But as my college career began to draw to a close, there were unanswered questions my travels had not yet answered. Predominately, who ought I to be? Research is one area I have considered pursuing. I had always had in mind what it meant to be an ideal researcher: inquisitive, methodical, and concise. What felt uncertain was whether I could fit the mold of my ideal researcher. Sometimes the best thing to do is just start the course. And conducting a SIRF studying culture and sustainability became my first step.
By May, I looked upon my departure with great excitement and a fair dose of second-guessing myself. For months, my SIRF partner Elisa Figueras and I had been planning our project. Though we partnered up for this project as strangers, we were no longer such. For the past four months, we had met multiple times per week crafting our research question and hammering out the details of our design. Our project was tempered and annealed through travel restrictions due to political tension, language barriers, visa application mishaps, and the notorious hoop of gaining IRB approval. But as I checked in for my flight I saw how all the parts had just narrowly come together. Whether I felt ready or not, it was time to begin.

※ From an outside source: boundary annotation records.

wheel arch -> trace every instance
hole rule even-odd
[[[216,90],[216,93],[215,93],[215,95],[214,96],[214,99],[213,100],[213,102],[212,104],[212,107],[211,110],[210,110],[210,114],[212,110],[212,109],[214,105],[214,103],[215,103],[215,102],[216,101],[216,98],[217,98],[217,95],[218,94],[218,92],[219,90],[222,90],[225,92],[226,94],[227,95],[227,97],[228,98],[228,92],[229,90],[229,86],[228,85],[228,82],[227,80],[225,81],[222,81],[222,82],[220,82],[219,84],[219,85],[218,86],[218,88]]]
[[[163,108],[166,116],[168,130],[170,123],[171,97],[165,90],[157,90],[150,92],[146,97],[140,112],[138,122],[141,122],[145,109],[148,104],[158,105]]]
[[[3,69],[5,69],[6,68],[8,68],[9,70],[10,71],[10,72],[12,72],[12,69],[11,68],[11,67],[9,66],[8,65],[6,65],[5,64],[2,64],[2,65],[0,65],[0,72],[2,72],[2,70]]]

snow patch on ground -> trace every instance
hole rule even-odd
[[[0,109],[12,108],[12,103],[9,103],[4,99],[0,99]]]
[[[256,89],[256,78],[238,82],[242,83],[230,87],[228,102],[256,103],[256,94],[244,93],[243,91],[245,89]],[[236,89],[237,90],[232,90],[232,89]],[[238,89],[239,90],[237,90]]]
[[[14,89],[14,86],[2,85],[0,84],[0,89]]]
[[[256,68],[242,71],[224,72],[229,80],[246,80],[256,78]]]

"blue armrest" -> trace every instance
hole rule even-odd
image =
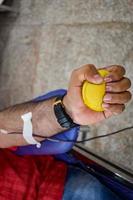
[[[48,100],[58,95],[64,95],[66,94],[66,92],[67,91],[64,89],[55,90],[33,99],[33,102]],[[78,137],[79,128],[80,128],[79,126],[71,128],[67,131],[58,133],[51,138],[64,139],[64,140],[67,140],[67,139],[76,140]],[[54,142],[54,141],[44,140],[41,142],[41,148],[36,148],[36,145],[22,146],[22,147],[18,147],[15,153],[18,155],[33,155],[33,154],[34,155],[50,155],[50,154],[55,155],[55,154],[62,154],[69,151],[73,147],[73,145],[74,145],[74,142]]]

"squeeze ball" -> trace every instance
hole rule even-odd
[[[109,74],[107,70],[98,70],[102,77]],[[84,104],[90,109],[98,112],[104,111],[102,108],[103,98],[106,91],[106,83],[103,81],[101,84],[94,84],[85,81],[82,87],[82,97]]]

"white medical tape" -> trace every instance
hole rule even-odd
[[[33,136],[32,136],[32,132],[33,132],[33,127],[32,127],[32,113],[26,113],[24,115],[21,116],[24,125],[23,125],[23,137],[24,139],[29,143],[29,144],[36,144],[37,148],[41,147],[41,143],[36,141]]]

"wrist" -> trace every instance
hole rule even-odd
[[[70,116],[70,118],[73,120],[74,123],[77,123],[76,118],[75,118],[76,112],[74,111],[72,104],[70,100],[68,99],[67,95],[64,96],[62,103],[64,105],[66,113]]]

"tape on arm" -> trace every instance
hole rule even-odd
[[[23,125],[23,137],[29,144],[36,144],[37,148],[41,147],[41,143],[35,140],[32,136],[33,127],[32,127],[32,113],[26,113],[21,116],[24,125]]]

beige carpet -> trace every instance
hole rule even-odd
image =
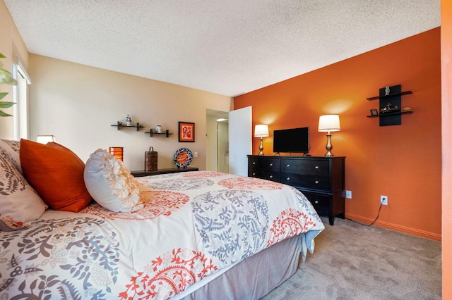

Our project sought to survey locals and interview experts in these coastal communities. We wanted to see if there were any trends in sustainable attitudes based upon how often they visit the coast, their vulnerability to flooding, or their concern for climate change. This required us obtaining local knowledge on the best survey sights, learning new phrases in Indonesian, and putting ourselves out there to get responses.
And as the project continued, my concept of the ideal researcher began to expand. I found that my research required high people skills and humility. Aspects of myself that I thought were contradictory to research were encouraged; specifically, my empathy as an interviewer and my ability to bridge gaps between cultures. The question stopped being “how can I fit myself into the mold of a researcher?” and instead became, “how can my mold promote world change through research?”
Change cannot occur without breaking the status quo. It requires sometimes the destruction of our own understanding in order to cause growth within ourselves. This SIRF broke down my perceived obstacles of pursuing research and my broadened my vision of who I can be.